History Of DNA

  • Gregor Mendel~ "The Law of Heredity"

    Gregor Mendel~ "The Law of Heredity"
    Gregor Mendel~ He gained posthumous recognition as the founder of the modern science of genetics. Mendel's work on pea plants, discovered the fundamental laws of inheritance. He tracked the segregation of parental genes and their appearance in the offspring as dominant or recessive traits. He observed the patterns of one generation going onto the next. Mendel's "Laws of Heredity" include "The Law of Segregation", "The Law of Independent Assortment", and "The Law of Dominance".
  • Friedrich Miescher

    Friedrich Miescher
    Friedrich Miescher~ He isolated "nuclein," DNA with associated proteins, from cell nuclei. He was the first to identify DNA as a distinct molecule. He could be best known for his incorrect tetranucleotide hypothesis of DNA. Miescher had been given the task of researching the composition of lymphoid cells (white blood cells). He collected bandages from a clinic near him and wash off the pus. He began experimenting and isolated a new molecule (nuclein) from the cell nucleus.
  • Frederick Griffith

    Frederick Griffith
    Frederick Griffith~ Was a British bacteriologist whose focus was the epidemiology and pathology of bacterial pneumonia. Griffith's famous 1928 experiment showed that bacteria can distinctly change their function and form through transformation. When Griffith injected heat-killed S into mice, no disease ensued. When mice were injected with a mixture of heat-killed S and live R; pneumonia and death ensued. The live R had transformed into S—and replicated as such.
  • Oswald Avery

    Oswald Avery
    Oswald Avery~ Avery was one of the first molecular biologists and a pioneer in immunochemistry, but he is best known for the experiment that isolated DNA as the material of which genes and chromosomes are made. Avery, along with his colleagues Colin MacLeod and Maclyn McCarty, reported that the transformation of pneumococcus bacteria from one type to another. They showed that DNA was the "transforming principle."
  • Erwin Chargaff~ Was an Austro-Hungarian biochemist that immigrated to the United States during the Nazi era and was a professor of biochemistry at Columbia University medical school.

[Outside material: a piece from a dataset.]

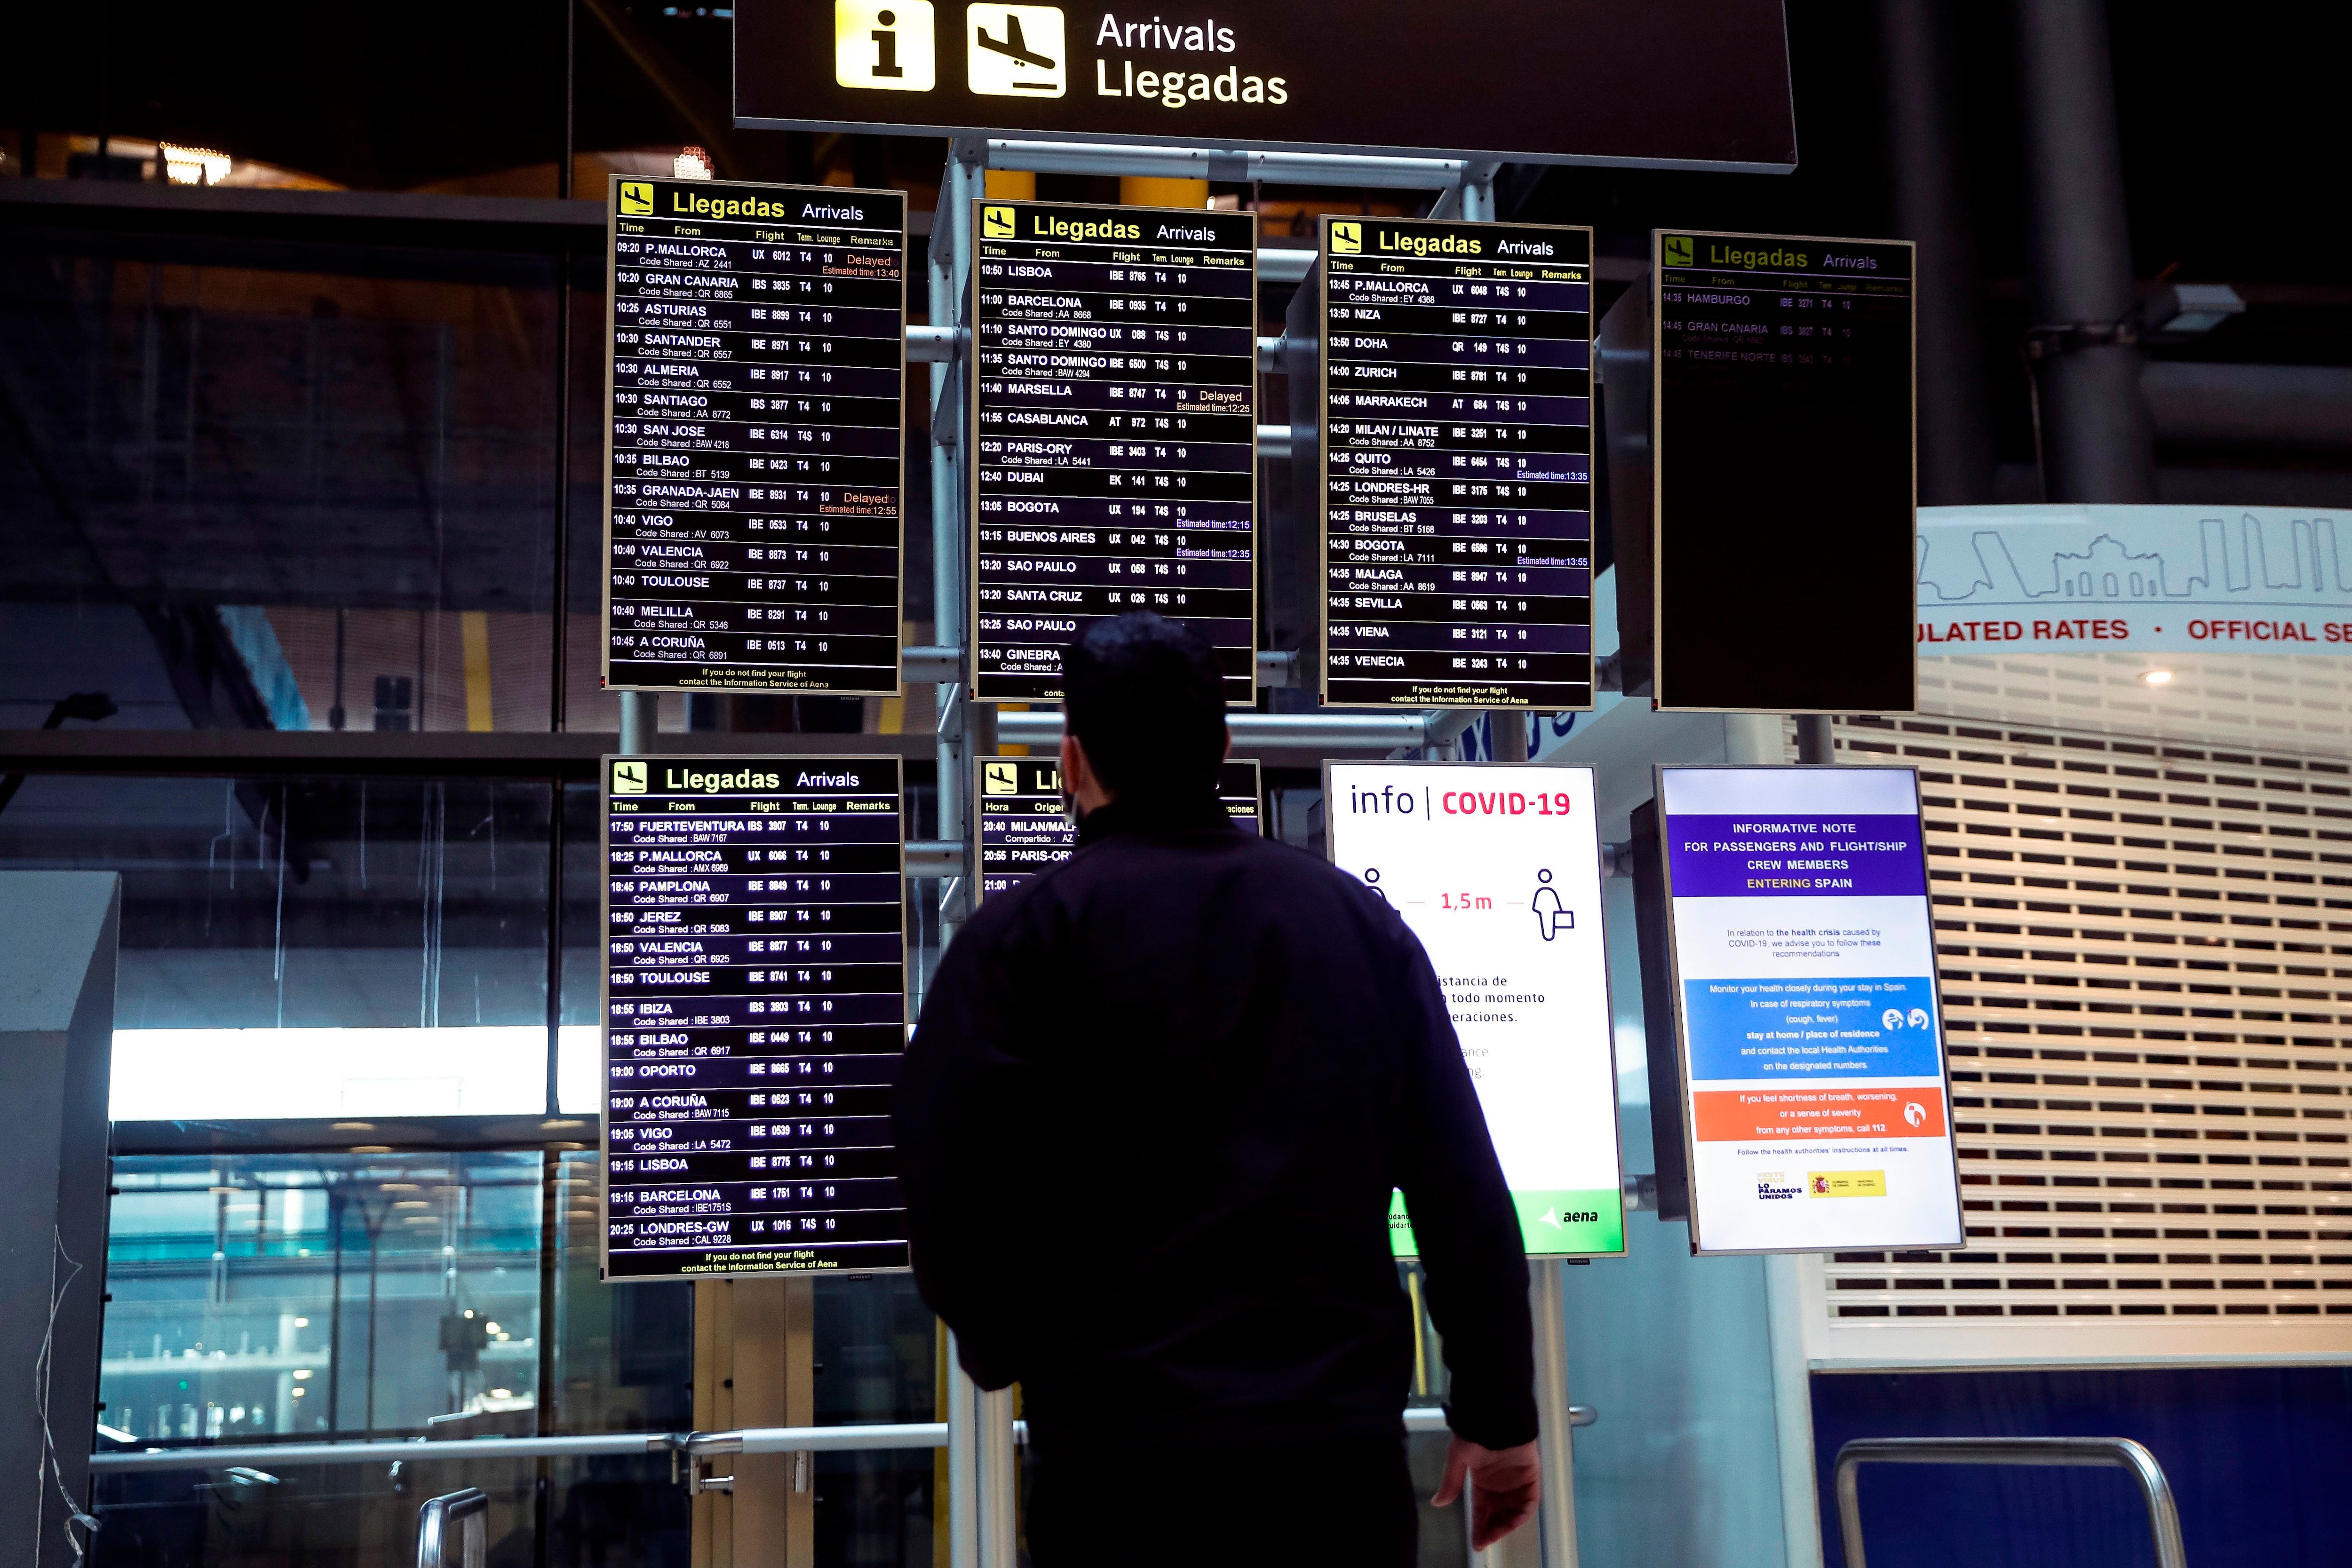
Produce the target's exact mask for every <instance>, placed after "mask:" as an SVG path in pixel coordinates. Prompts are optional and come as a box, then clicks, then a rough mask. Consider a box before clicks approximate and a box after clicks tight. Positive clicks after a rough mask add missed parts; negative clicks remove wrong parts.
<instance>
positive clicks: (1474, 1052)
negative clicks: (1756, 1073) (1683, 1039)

    Erwin Chargaff~ Was an Austro-Hungarian biochemist that immigrated to the United States during the Nazi era and was a professor of biochemistry at Columbia University medical school.
    Discovered that in DNA the number of guanine units is equal to the number of cytosine units, & the number of adenine units is equal to the number of thymine units. This hinted at the base pair makeup of DNA. The relative amounts of guanine, cytosine, adenine & thymine bases vary from one species to another. This hinted that DNA rather than protein could be the genetic material.
  • Rosalind Franklin

    Rosalind Franklin
    Rosalind Franklin~ She had produced the X-ray crystallography pictures of BDNA that Watson and Crick used to determine the structure of double-stranded DNA. Franklin was able to obtain two sets of high-resolution photos of crystallized DNA fibers. She used two different fibers of DNA, one more highly hydrated than the other. From this she deduced the basic dimensions of DNA strands, and that the phosphates were on the outside of what was probably a helical structure.
  • Hershey & Chase

    Hershey & Chase
    Hershey & Chase~ They worked with a DNA virus, called T2, which infects E. coli (and so is a bacteriophage). The two of them conducted multiple experiments that helped to confirm that DNA is genetic material. They concluded that DNA, not protein, was the genetic material. They determined that a protective protein coat was formed around the bacteriophage, but that the internal DNA is what conferred its ability to produce progeny inside a bacterium.
  • Watson & Crick

    Watson & Crick
    They worked together on studying the structure of DNA. At that time Maurice Wilkins and Rosalind Franklin, both working at King's College, London, were using X-ray diffraction to study DNA. They showed that each strand of the DNA molecule was a template for the other. During cell division the two strands separate and on each strand a new "other half" is built, just like the one before.
  • Collins & Venter

    Collins & Venter
    He was a biochemist-geneticist J. Craig Venter is acknowledged, along with geneticist Francis Sellers Collins,as being a primary force behind the Human Genome Project. Venter,with private funding,and Collins,with public funding, independently mapped and sequenced human DNA.Their reports appeared in 2001.A sheet of 5 stamps issued by Palau in 1999 provides an opportunity to honor J. Craig Venter indirectly.One of the stamps representing the Human Genome Project shows the overall structure of DNA.